Si en la esfera de la conducta moral, es la pedantería lacra vituperable, menos no lo será en los predios estilísticos de la literatura. De hecho, da testimonio de pésimos modales literarios quien se consagra a coleccionar epítetos rumbosos y voces extrañas que duermen en el cementerio del diccionario. De ordinario, el que intenta aparentar lo que no es, cuando presume de aristocrático resbala en el ridículo; cuando alardea de gracioso, no alcanza a esquivar la necedad; cuando se propone llamar nuestra atención haciendo gala de sus conocimientos, no consigue escapar a lo anodino, la trivialidad y el error.
Entre nosotros, los hispanoamericanos, la simulación se ha convertido en imperativa categoría existencial. El empecinamiento en proyectar una imagen adulterada de nuestro propio yo explica, en gran medida, el predominio de la retórica vacía, el apego a la hojarasca y el engolamiento de la voz. Diera la impresión de que estamos siempre pronunciando sentencias definitivas. Se presta el acento de autoridad con que expresamos nuestras opiniones a que el que nos escucha se figure que tenemos la verdad asida por la cola y que no existe en el mundo objeción capaz de hacernos desdecir de nuestras afirmaciones infalibles… No se equivoque nadie, sin embargo: la pose doctoral, las axiomáticas lubricidades del pensamiento, la actitud de envanecida suficiencia, cuando no responden a la más crasa ignorancia, ocultan una no admitida pero ostensible inseguridad..
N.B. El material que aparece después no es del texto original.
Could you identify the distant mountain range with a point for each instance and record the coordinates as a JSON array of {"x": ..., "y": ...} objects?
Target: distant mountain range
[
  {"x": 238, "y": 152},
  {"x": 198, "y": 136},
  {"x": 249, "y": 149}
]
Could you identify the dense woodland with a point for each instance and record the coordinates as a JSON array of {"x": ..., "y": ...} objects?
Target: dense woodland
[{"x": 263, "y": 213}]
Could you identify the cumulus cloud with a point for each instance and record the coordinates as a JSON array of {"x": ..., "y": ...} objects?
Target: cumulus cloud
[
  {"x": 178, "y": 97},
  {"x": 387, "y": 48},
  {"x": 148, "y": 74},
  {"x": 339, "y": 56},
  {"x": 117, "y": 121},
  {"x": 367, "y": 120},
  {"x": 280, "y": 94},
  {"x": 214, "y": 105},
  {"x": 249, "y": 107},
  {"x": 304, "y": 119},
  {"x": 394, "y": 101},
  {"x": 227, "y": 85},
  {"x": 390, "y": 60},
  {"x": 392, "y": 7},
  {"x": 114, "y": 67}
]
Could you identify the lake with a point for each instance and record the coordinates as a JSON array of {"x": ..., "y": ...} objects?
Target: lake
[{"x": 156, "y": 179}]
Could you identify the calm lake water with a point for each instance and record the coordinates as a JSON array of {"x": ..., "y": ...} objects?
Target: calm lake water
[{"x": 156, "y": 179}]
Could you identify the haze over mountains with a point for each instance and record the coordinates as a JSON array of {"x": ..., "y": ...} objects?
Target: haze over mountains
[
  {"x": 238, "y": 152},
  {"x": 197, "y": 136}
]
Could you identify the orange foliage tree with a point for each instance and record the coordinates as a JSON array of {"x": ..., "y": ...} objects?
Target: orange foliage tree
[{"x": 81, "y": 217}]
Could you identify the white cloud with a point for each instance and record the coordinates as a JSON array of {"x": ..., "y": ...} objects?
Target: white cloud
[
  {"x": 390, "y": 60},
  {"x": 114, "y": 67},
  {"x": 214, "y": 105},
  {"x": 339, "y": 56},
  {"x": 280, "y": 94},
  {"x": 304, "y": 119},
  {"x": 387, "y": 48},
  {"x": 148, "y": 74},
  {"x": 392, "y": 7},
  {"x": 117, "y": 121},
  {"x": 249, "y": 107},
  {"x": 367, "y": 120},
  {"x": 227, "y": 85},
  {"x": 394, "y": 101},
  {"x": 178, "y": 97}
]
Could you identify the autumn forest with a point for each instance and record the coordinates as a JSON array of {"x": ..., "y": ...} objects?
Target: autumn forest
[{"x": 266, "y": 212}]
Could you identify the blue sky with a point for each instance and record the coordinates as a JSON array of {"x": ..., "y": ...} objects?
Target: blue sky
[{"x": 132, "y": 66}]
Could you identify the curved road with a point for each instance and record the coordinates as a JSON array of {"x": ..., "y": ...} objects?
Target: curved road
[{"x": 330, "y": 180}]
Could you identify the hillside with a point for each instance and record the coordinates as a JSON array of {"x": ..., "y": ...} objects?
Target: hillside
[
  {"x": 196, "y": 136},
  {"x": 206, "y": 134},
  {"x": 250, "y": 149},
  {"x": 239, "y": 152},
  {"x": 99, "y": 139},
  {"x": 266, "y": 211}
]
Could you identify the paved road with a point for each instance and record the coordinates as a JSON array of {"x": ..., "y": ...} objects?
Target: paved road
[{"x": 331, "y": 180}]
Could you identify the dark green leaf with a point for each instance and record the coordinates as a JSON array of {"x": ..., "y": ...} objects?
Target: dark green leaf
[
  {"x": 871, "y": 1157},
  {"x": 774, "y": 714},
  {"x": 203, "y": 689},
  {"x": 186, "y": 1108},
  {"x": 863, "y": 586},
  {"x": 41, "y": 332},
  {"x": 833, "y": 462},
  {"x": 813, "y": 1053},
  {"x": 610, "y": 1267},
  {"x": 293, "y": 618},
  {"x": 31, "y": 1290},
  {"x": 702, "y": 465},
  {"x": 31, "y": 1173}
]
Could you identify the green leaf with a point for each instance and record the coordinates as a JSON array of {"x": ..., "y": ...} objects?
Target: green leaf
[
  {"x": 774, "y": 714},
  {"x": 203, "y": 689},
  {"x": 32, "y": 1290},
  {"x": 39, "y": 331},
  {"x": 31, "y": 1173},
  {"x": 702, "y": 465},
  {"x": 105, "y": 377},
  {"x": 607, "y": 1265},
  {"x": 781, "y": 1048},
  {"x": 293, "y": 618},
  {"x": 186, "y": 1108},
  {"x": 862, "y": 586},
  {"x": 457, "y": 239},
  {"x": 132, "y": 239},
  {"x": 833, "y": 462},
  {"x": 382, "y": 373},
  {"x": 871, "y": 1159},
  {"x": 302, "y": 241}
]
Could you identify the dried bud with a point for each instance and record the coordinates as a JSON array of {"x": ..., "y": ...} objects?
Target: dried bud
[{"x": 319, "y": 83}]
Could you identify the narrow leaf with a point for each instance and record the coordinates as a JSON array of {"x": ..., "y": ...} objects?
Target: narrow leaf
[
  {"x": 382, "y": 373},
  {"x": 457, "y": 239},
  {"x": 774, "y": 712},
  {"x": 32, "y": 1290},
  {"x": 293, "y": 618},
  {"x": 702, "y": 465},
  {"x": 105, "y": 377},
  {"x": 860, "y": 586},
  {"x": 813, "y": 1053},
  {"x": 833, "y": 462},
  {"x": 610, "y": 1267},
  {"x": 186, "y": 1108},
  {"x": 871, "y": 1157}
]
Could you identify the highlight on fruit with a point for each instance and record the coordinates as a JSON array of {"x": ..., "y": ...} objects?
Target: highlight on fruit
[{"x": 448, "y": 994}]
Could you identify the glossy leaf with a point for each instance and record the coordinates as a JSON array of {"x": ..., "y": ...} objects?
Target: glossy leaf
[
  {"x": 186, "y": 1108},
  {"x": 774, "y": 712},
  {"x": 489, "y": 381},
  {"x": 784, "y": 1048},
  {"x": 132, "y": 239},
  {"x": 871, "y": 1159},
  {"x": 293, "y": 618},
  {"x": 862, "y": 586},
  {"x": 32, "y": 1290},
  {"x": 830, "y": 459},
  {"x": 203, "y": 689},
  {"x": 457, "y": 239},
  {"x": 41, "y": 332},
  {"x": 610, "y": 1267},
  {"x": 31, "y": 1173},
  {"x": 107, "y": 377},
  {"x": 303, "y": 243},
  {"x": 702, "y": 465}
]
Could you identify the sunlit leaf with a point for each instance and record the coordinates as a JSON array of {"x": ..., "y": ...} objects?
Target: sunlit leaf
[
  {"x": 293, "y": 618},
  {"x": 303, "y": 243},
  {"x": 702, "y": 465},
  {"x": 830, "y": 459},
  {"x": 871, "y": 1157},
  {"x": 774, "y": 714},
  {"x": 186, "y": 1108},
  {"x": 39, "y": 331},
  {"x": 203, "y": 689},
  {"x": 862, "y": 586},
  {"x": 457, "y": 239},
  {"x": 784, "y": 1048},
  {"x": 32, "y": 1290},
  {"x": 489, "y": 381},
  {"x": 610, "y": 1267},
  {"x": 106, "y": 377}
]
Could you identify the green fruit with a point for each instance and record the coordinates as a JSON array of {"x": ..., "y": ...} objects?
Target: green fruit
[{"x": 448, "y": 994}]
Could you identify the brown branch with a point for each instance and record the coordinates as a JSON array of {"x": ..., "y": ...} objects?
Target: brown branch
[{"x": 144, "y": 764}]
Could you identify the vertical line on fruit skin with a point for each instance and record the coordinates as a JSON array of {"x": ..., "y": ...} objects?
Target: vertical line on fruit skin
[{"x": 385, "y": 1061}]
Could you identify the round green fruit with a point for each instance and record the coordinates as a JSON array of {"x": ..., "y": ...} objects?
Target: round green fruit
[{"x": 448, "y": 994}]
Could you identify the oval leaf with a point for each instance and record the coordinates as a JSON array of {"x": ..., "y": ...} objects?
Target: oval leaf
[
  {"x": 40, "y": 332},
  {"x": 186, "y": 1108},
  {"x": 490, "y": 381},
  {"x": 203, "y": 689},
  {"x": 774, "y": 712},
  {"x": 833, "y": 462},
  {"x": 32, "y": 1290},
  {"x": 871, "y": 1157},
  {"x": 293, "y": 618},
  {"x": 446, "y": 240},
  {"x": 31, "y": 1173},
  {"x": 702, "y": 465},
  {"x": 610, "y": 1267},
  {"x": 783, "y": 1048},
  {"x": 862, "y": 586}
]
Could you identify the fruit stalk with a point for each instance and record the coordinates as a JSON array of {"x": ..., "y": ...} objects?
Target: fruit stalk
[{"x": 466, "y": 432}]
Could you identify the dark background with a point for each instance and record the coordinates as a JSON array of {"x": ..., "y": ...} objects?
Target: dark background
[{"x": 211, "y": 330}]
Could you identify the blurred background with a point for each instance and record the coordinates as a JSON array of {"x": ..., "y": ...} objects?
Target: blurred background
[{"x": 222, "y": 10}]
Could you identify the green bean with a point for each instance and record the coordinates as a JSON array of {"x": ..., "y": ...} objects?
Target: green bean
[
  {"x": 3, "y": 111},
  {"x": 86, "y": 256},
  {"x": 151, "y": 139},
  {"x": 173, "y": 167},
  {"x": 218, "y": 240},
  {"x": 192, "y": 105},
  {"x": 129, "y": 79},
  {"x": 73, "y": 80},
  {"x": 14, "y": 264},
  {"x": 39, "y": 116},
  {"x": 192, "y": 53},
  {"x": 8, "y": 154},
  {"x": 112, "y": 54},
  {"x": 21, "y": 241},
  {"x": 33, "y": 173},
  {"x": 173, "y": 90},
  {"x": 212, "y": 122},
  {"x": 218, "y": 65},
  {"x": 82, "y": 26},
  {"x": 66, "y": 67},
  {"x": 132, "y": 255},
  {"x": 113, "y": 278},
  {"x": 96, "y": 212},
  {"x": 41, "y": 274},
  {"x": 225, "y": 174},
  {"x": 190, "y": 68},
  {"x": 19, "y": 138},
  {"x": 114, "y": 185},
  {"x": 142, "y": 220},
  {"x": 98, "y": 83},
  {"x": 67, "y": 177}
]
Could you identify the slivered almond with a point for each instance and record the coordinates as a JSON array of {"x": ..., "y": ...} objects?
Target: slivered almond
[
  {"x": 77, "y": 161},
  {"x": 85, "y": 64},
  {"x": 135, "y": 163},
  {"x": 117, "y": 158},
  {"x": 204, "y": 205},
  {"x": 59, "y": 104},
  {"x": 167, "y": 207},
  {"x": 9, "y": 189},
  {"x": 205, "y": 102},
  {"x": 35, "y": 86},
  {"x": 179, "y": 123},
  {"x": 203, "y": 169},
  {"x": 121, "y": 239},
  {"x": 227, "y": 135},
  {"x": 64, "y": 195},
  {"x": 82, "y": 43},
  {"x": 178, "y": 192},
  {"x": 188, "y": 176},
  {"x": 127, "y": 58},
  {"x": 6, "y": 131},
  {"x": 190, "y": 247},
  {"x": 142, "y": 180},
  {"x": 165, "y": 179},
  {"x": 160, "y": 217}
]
Concluyo: el vicio de la expresión inflada, en el que incurrimos la mayoría de los hispanohablantes, sólo puede ser eficazmente combatido con una prolongada cura de sobriedad, disciplina retórica y apasionada lucidez… Mientras despreciemos esta receta, amarga pero segura, continuaremos siendo incorregibles charlatanes deslumbrados por la frivolidad y la elocuencia de pacotilla.